Is it alright to add a bit of water to my rabbit's pellets? Today while I was preparing his dinner I accidentally spilt some water into my rabbit's pellets, but when I left to get him some dry pellets he began eating them, and he rarely ever eats pellets. Basically, he seems to like them better damp than dry. They weren't so wet that they were liquid, they were just a bit softer than usual.

So, would it be alright to wet them down? Or would it cause blockages or whatever?

Rachel.


----------



## MsBinky (Nov 17, 2007)

It's not a big thing if you spill the water. However, I would be concerned about the teeth not grinding down (though I know the pellet isn't the main thing that grinds them). I just think that it's better to let him have them dry as it will make his jaw and teeth work more. I hope I am making sense


----------



## maherwoman (Nov 17, 2007)

I would worry about mold...


----------



## monklover (Nov 17, 2007)

*maherwoman wrote: *


> I would worry about mold...


I think that what Rachel is saying is that right before she feeds Ollie, she just wets them down. Could this still cause mold if it is just right before he eats them?


----------



## Mikoli (Nov 17, 2007)

Yes, I would give him the dampened pellets just before he eats them, not wet them down, let's say, a week before and then feed it to him. So I wouldn't be too concerned about mold.
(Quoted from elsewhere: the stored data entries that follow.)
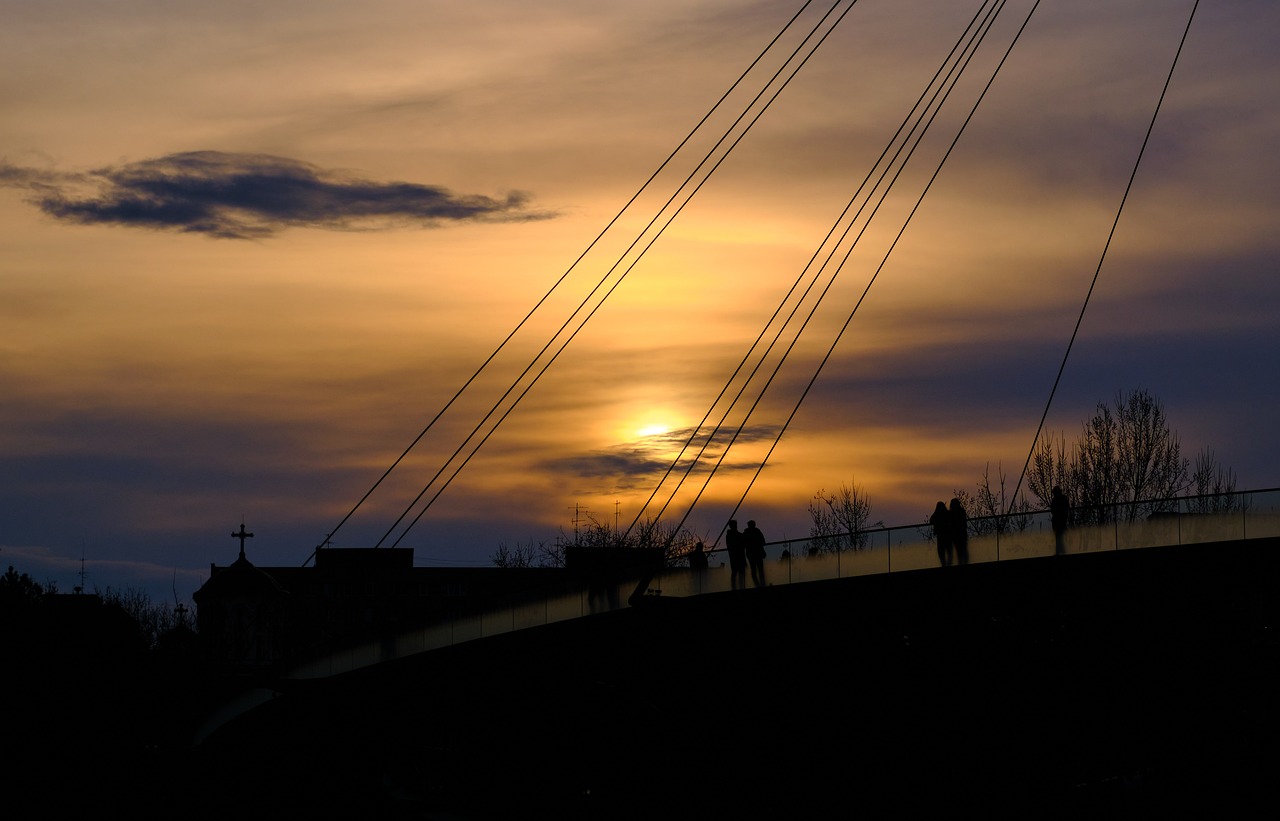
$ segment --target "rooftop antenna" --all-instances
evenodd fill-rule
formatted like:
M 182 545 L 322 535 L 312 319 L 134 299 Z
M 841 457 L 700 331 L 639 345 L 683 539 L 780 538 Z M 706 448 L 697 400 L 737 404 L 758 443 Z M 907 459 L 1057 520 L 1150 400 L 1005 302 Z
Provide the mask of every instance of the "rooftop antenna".
M 585 507 L 578 504 L 577 502 L 573 503 L 573 543 L 574 544 L 578 543 L 578 522 L 582 521 L 582 518 L 581 518 L 582 514 L 590 513 L 590 512 L 591 511 L 587 510 Z
M 173 571 L 173 581 L 170 583 L 173 589 L 173 615 L 178 620 L 178 627 L 187 626 L 187 608 L 182 602 L 178 601 L 178 571 Z
M 79 595 L 84 592 L 84 577 L 88 574 L 84 569 L 84 545 L 80 545 L 80 585 L 76 587 L 75 593 Z

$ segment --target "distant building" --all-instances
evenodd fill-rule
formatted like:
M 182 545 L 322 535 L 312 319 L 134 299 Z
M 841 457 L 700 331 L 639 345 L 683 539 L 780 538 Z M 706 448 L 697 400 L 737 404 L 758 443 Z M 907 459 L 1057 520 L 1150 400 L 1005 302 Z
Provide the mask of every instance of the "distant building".
M 559 568 L 415 567 L 412 548 L 316 551 L 311 567 L 209 566 L 196 591 L 202 640 L 216 660 L 260 669 L 401 622 L 457 618 L 571 584 Z

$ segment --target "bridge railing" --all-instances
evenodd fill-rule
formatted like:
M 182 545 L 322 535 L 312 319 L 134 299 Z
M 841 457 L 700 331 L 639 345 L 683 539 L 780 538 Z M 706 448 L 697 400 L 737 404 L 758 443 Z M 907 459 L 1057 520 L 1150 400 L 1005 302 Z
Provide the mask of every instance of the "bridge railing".
M 1280 488 L 1077 508 L 1061 544 L 1049 512 L 968 521 L 968 563 L 1014 561 L 1055 553 L 1088 553 L 1144 547 L 1280 537 Z M 878 573 L 938 567 L 927 522 L 855 534 L 790 539 L 766 545 L 766 585 L 800 584 Z M 723 553 L 712 554 L 720 563 Z M 961 563 L 952 554 L 951 562 Z M 528 627 L 627 607 L 634 582 L 598 585 L 537 601 L 513 602 L 484 613 L 405 629 L 342 648 L 296 666 L 293 678 L 336 675 L 395 658 Z M 728 567 L 695 571 L 673 567 L 657 575 L 650 595 L 697 596 L 756 586 L 749 571 L 734 579 Z
M 772 542 L 765 546 L 764 582 L 795 584 L 944 563 L 1277 537 L 1280 488 L 1076 508 L 1061 543 L 1047 510 L 970 518 L 966 535 L 967 555 L 953 548 L 948 557 L 939 555 L 928 522 Z M 722 552 L 712 555 L 713 564 L 725 561 L 720 558 Z M 654 581 L 652 590 L 664 596 L 689 596 L 754 586 L 749 571 L 735 581 L 729 569 L 721 566 L 700 573 L 669 570 Z

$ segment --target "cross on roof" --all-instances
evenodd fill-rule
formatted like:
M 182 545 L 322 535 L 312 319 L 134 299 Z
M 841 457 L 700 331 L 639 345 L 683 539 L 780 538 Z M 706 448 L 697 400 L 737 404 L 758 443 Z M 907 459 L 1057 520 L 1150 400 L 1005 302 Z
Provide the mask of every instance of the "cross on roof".
M 243 559 L 243 558 L 244 558 L 244 540 L 245 540 L 245 539 L 252 539 L 252 538 L 253 538 L 253 534 L 252 534 L 252 533 L 246 533 L 246 532 L 245 532 L 245 529 L 244 529 L 244 522 L 241 522 L 241 523 L 240 523 L 240 532 L 239 532 L 239 533 L 232 533 L 232 534 L 231 534 L 231 538 L 233 538 L 233 539 L 239 539 L 239 540 L 240 540 L 240 558 L 242 558 L 242 559 Z

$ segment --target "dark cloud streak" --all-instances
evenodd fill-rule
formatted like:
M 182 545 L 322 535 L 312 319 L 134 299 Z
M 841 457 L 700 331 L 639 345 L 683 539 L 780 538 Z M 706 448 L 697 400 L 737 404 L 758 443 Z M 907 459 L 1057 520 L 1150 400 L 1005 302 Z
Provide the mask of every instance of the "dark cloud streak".
M 46 214 L 83 225 L 124 225 L 261 239 L 285 228 L 372 230 L 447 222 L 547 219 L 529 196 L 455 194 L 439 186 L 375 182 L 265 154 L 193 151 L 60 174 L 0 165 L 0 185 L 25 188 Z M 89 189 L 86 191 L 86 189 Z
M 689 450 L 681 456 L 673 475 L 678 476 L 689 469 L 693 457 L 712 428 L 703 428 Z M 598 450 L 587 454 L 566 456 L 544 462 L 541 467 L 552 471 L 567 470 L 574 475 L 586 478 L 613 478 L 620 488 L 634 489 L 648 487 L 650 480 L 656 480 L 671 465 L 670 453 L 678 451 L 689 441 L 692 428 L 667 431 L 663 434 L 645 437 L 636 442 L 628 442 L 608 450 Z M 724 453 L 724 447 L 733 438 L 732 428 L 722 428 L 715 434 L 707 452 L 702 455 L 699 464 L 694 468 L 696 473 L 710 470 L 716 460 Z M 737 435 L 734 444 L 748 445 L 758 442 L 772 441 L 778 436 L 778 428 L 774 425 L 752 425 L 743 428 Z M 754 470 L 753 462 L 733 461 L 726 459 L 719 466 L 722 471 Z

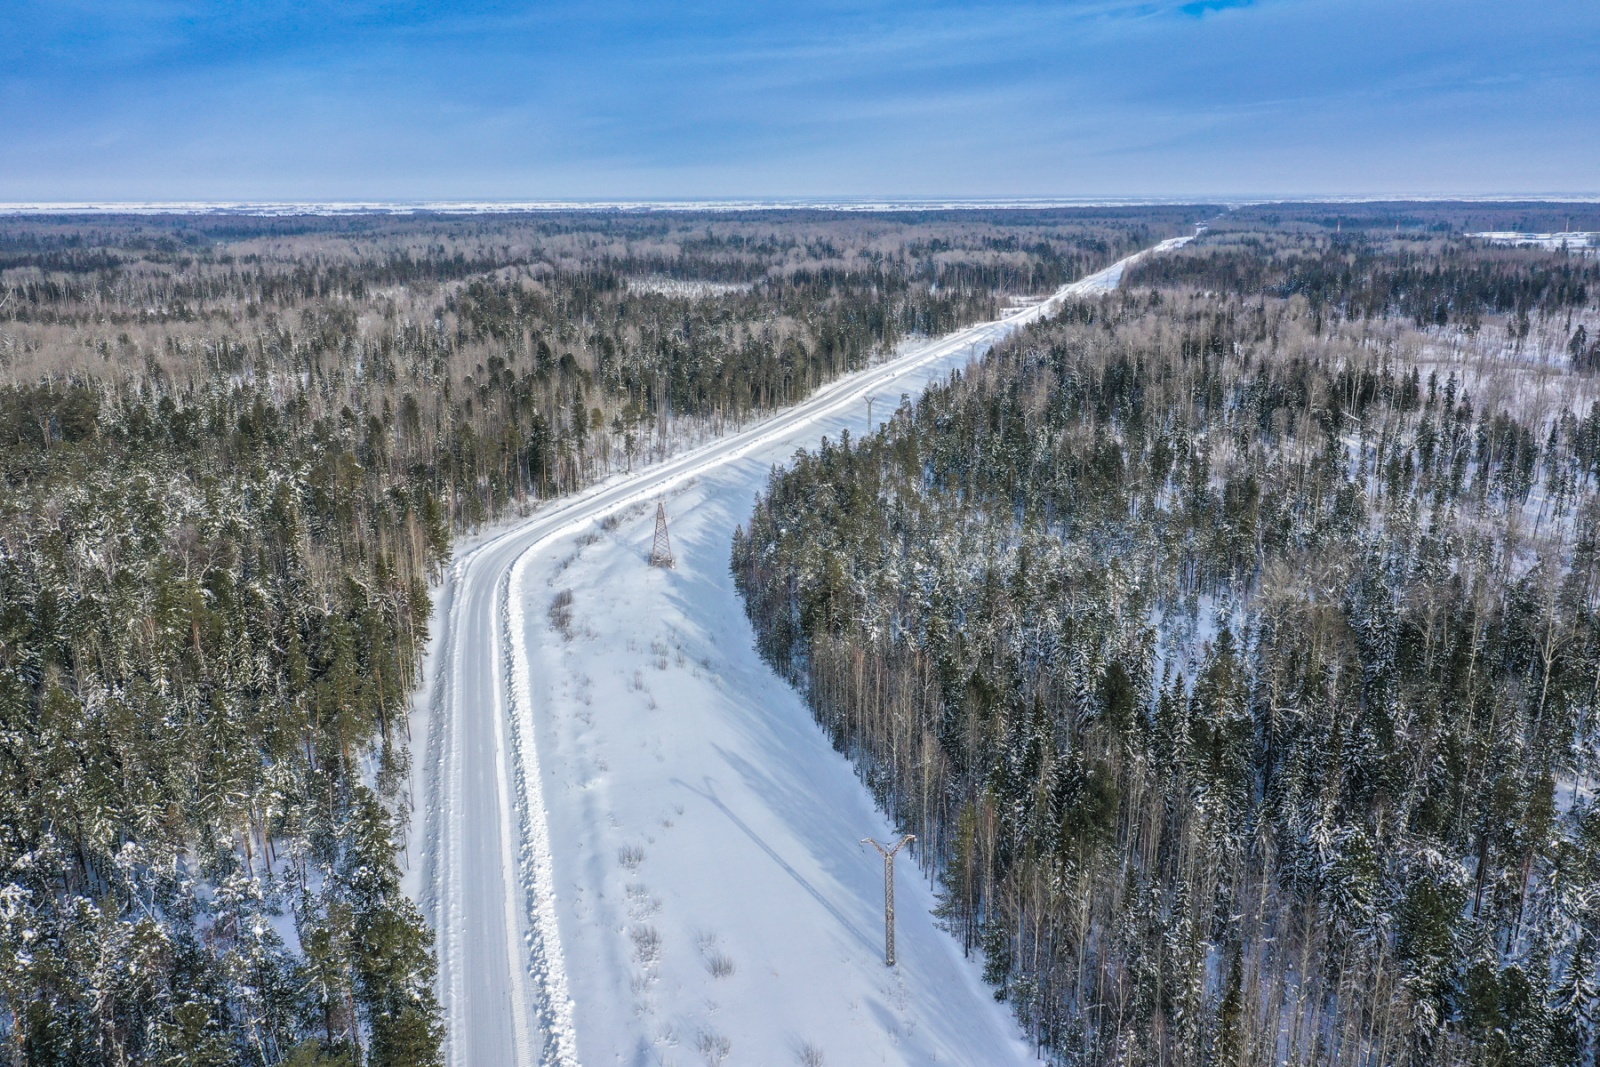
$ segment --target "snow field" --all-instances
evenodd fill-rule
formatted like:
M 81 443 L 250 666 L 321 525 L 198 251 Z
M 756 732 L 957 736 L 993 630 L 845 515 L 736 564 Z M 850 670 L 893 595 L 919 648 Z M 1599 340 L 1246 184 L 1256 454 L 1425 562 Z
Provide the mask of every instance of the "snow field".
M 728 535 L 766 469 L 751 458 L 668 498 L 675 570 L 645 564 L 648 507 L 529 567 L 580 1059 L 1032 1062 L 977 961 L 935 925 L 909 855 L 900 963 L 884 966 L 883 865 L 859 842 L 893 828 L 755 654 L 728 573 Z M 570 637 L 540 610 L 567 590 Z

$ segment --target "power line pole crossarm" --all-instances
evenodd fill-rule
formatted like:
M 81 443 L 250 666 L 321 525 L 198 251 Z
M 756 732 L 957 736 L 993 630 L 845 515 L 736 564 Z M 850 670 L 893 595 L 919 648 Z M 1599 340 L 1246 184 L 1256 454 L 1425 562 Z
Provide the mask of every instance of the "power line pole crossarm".
M 907 834 L 894 846 L 880 845 L 875 839 L 863 837 L 863 845 L 871 845 L 883 856 L 883 965 L 894 966 L 894 857 L 895 853 L 917 839 Z

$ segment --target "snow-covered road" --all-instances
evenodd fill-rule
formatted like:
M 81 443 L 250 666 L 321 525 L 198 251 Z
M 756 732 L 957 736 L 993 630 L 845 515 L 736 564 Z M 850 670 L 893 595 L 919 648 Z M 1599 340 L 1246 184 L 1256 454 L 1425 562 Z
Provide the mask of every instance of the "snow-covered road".
M 864 398 L 881 421 L 1130 261 L 458 556 L 414 716 L 408 880 L 453 1067 L 1032 1062 L 909 857 L 884 967 L 882 865 L 858 842 L 891 828 L 756 656 L 728 552 L 774 463 L 861 433 Z M 658 499 L 670 571 L 645 564 Z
As for the teeth grinding down thing, I don't think it would be too much of a problem with Ollie. As I mentioned before, he doesn't actually eat his pellets very much. I still give it to him, but usually he only eats a mouthful or so. But, after they were damp, he ate it all for once.

I think what I'm going to do is give him damp pellets once every two, three days, the rest is dry, so that he gets a mix.

Thanks for your help,
Rachel.


----------



## monklover (Nov 17, 2007)

That sounds like a good idea. As long as he has hay to munch on I think his teeth will be just fine.


----------



## Haley (Nov 17, 2007)

Yeah you can wet them down a little before you feed them- just be sure to throw out the old pellets if there are any uneaten.

As for his teeth, does he eat a good amount of hay? If so he should be fine.

Max was only pellet slurry (very very watered down pellets) for almost a year with his teeth problems.


----------



## Phinnsmommy (Nov 18, 2007)

I think it sounds fine, but I think you should check his teeth to make sure there isn't a problem why he likes the better with water.


----------